15 abril 2008

do belo

o que dá um chazinho
"E em breve, maquinalmente, esmagado pelo dia morno e pela perspectiva de uma triste manhã, eu levava aos lábios uma colherada de chá onde tinha deixado amolecer um pedaço de madalena. Mas o instante em que o golo polvilhado de migalhas de bolo tocou o meu palato, estremeci, atento ao que de extraordinário se passava em mim. Tinha-me invadido um prazer delicioso, isolado, sem noção da sua causa.
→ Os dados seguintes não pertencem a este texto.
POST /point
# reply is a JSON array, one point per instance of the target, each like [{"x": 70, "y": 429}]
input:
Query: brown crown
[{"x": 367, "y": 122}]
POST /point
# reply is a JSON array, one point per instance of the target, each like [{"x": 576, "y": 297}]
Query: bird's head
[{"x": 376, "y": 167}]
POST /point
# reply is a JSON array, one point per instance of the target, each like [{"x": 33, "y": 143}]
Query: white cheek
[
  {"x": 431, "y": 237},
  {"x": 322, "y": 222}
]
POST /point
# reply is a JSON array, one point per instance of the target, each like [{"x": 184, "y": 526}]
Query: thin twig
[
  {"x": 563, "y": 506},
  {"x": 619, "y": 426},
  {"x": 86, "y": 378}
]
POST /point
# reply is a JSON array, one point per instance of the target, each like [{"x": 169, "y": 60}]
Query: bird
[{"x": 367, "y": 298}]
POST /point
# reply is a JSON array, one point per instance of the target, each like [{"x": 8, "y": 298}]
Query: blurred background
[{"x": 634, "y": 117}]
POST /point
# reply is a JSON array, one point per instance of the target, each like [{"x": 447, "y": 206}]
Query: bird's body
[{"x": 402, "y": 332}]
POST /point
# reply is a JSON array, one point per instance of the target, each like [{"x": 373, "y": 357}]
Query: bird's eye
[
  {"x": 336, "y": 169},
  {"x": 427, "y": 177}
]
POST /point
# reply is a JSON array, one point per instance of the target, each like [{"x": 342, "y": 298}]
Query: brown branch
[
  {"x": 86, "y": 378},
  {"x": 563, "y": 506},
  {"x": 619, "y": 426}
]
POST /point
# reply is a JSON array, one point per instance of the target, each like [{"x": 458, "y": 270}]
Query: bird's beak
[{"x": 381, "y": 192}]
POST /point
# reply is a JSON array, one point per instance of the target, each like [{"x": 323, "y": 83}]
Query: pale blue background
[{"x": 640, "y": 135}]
Tinha, no mesmo instante, tornado indiferentes as vicissitudes da vida, inofensivos os seus desastres, ilusória a sua brevidade (...), preenchendo-me de uma essência preciosa (...). De onde vinha essa alegria pujante? Sentia que estava ligado ao gosto do chá e do bolo, mas que o ultrapassava infinitamente, não devia ser da mesma natureza. De onde vinha ela? O que significava? Onde aprendê-la? Bebo um segundo golo de chá, onde não encontro nada mais que no primeiro, um terceiro que me traz um pouco mais que o segundo. É altura de parar, a virtude da beberagem parece diminuir. É claro que a verdade que procuro não está nela, mas em mim."

M.Proust, Du côté de chez Swan, aqui citado por via da leitura de R.Vigouroux, A Fábrica do Belo.